Por Frey Beto
De aquí a cien años ya no seré. El puñado de cenizas que haya quedado de la cremación estará integrado al útero fértil de la tierra. De mi obra tal vez figuren, en un catálogo literario, solo uno o dos libros. En los archivos de un convento, un fraile curioso se enterará de que un día lo precedí en las sendas de Santo Domingo.
La idea de la inmortalidad es un fardo ridículo de vanidad póstuma. ¿Importan los aplausos después de que los actores dejan el escenario? La notoriedad no me halaga. Como soy minero, me cuadra la discreción, poder pararme anónimo en una esquina.
Me bastan las letras que me desnudan frente al lector y la fe de que me aguarda un fin infinito. Quiero el regazo de Dios. Nada más.
Sé que, como toda materia, comulgo con la perenne transustanciación de todas las cosas creadas. Existo, coexisto y subsisto en el Universo.
Ahora soy uno entre más de 7 mil millones. ¿Cómo cabe tanta pretensión en tan diminuta pequeñez? ¿Por qué se hinche el corazón de ambiciones? ¿Para que la impaciencia insana, la carrera contra el reloj, la irrefrenable gula frente al mundo circundante?
Cierro los ojos para ver mejor. La meditación me devuelve al Otro que no soy yo y que, sin embargo, es el fundamento de mi verdadera identidad. Eso renueva mi oxígeno espiritual. Remueve el cantero que llevo en lo más íntimo de mí, siempre a la espera de la inefable simiente divina. Porque el verdadero amor es siempre (e)t(i)erno.
De aquí a 100 años habrá sido inútil toda mi prisa. Esa voracidad del alma será solo un definitivo silencio en el tiempo. Estaré enmudecido por el olvido. No recogeré flores de primavera, ni oiré el sonido de la flauta en mis mañanas de oración. Transmutado en el ciclo implacable de la naturaleza, seré lo que ya fui: multitud de bacterias, humus de un tallo que brota, alimento de un reptil.

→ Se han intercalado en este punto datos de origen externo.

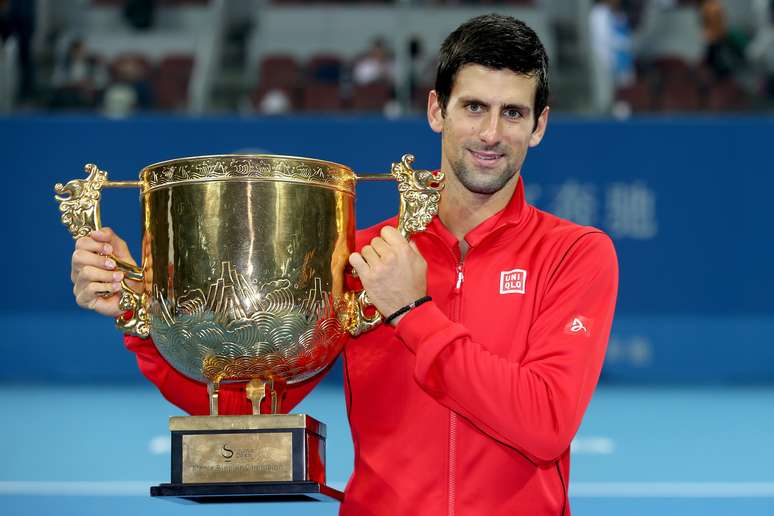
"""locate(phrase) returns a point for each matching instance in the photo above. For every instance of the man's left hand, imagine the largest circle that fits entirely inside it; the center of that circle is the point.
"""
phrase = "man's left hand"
(393, 272)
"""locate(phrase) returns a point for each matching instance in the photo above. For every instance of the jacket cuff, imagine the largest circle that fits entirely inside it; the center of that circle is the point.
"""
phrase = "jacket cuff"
(420, 324)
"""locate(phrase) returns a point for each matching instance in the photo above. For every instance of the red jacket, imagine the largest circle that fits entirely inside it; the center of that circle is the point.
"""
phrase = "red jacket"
(469, 407)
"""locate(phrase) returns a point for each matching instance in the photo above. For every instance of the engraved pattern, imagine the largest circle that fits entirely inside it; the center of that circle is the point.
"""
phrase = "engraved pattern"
(259, 167)
(420, 193)
(135, 320)
(240, 332)
(79, 201)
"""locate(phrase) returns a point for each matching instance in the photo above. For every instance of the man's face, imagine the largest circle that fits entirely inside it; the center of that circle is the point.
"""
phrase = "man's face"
(488, 127)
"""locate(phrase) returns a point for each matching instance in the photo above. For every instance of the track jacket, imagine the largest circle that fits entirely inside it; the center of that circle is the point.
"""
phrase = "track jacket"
(470, 405)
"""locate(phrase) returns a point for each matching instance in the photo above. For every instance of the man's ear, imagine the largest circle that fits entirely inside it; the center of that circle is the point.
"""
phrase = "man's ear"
(434, 112)
(540, 128)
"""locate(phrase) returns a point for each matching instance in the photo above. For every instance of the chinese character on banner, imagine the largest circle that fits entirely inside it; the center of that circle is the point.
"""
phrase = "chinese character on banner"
(631, 211)
(576, 202)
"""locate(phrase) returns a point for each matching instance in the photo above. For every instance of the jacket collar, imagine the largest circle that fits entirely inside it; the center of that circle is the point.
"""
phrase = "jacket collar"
(513, 213)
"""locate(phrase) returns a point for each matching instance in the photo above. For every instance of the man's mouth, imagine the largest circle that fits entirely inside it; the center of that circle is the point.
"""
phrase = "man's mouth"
(486, 158)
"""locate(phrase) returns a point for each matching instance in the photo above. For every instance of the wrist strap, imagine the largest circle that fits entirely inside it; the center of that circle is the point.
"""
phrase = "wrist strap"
(403, 310)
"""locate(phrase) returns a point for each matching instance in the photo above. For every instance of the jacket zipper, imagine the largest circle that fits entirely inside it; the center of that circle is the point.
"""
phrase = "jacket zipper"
(452, 414)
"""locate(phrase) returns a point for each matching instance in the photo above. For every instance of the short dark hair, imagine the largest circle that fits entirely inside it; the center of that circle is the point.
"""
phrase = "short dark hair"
(498, 42)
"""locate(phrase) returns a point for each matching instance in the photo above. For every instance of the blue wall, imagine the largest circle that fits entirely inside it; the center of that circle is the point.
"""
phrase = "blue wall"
(688, 202)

Tengo 13 mil 700 millones de años. Sé que, como toda materia, comulgo con la perenne transustanciación de todas las cosas creadas. Existo, coexisto y subsisto en el Universo.

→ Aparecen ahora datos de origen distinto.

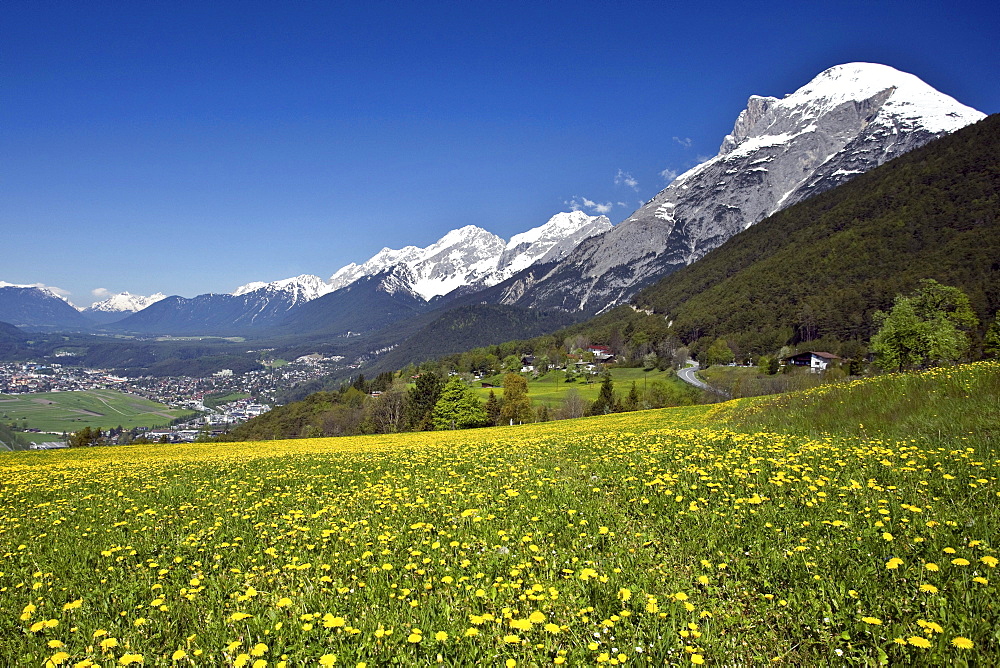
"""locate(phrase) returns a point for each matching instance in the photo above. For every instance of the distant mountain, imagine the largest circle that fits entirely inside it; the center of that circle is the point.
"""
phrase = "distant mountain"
(846, 121)
(210, 314)
(822, 267)
(119, 306)
(393, 284)
(9, 333)
(11, 341)
(470, 258)
(291, 291)
(366, 304)
(38, 308)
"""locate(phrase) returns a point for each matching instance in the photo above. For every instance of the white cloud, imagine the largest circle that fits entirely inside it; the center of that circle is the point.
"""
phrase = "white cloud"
(578, 203)
(668, 175)
(623, 177)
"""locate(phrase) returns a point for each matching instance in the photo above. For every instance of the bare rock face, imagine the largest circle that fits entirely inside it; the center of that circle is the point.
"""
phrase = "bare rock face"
(849, 119)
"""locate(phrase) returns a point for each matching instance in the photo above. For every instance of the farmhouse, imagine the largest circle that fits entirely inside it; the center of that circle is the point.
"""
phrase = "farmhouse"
(817, 361)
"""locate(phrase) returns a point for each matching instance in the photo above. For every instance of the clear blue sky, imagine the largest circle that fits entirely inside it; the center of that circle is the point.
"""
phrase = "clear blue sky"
(191, 147)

Dentro de pocos años me tragará el ritmo de la entropía. Mis células se condensarán en moléculas integradas al baile alquímico de la evolución. De nuevo, seré uno con todo, como el océano, que es el resultado de la interacción de gotas de agua.
Esa certeza me salva de ansiedades. Vuelvo a mí mismo, a lo recóndito del espíritu, atento a la delicadeza de la vida. Todo es liturgia, basta tener ojos para creer: el pan sobre la mesa, el agua vertida en el vaso, la ventana batida por el viento, la rueda de piedra del amolador de cuchillos, la luz de la vela que se consume junto al sagrario, el olor dulce del mango, el misterio del momento exacto cuando me secuestra el sueño, el grito alegre de un niño al cortar una flor en lo que reste de jardín de aquí a 100 años.
Lo mejor de la existencia son las cuentas de su collar, los diminutos abalorios que forman bellos diseños, los pedazos de vidrio coloreado. La búsqueda de la utopía, la conversación inconsútil con los amigos, la lengua perfumada por el vino, los salmos recitados con la cadencia gregoriana, la siesta del domingo, el gesto de cariño, el cuidado solidario.
De aquí a 100 años el mundo estará, como siempre, entregado a sí mismo, pero sin el concurso de mis ambiciones, pretensiones e inquietudes.
Meditar sobre el futuro lejano me tranquiliza. Me impregna de algo muy importante: un profundo sentimiento de falta de importancia.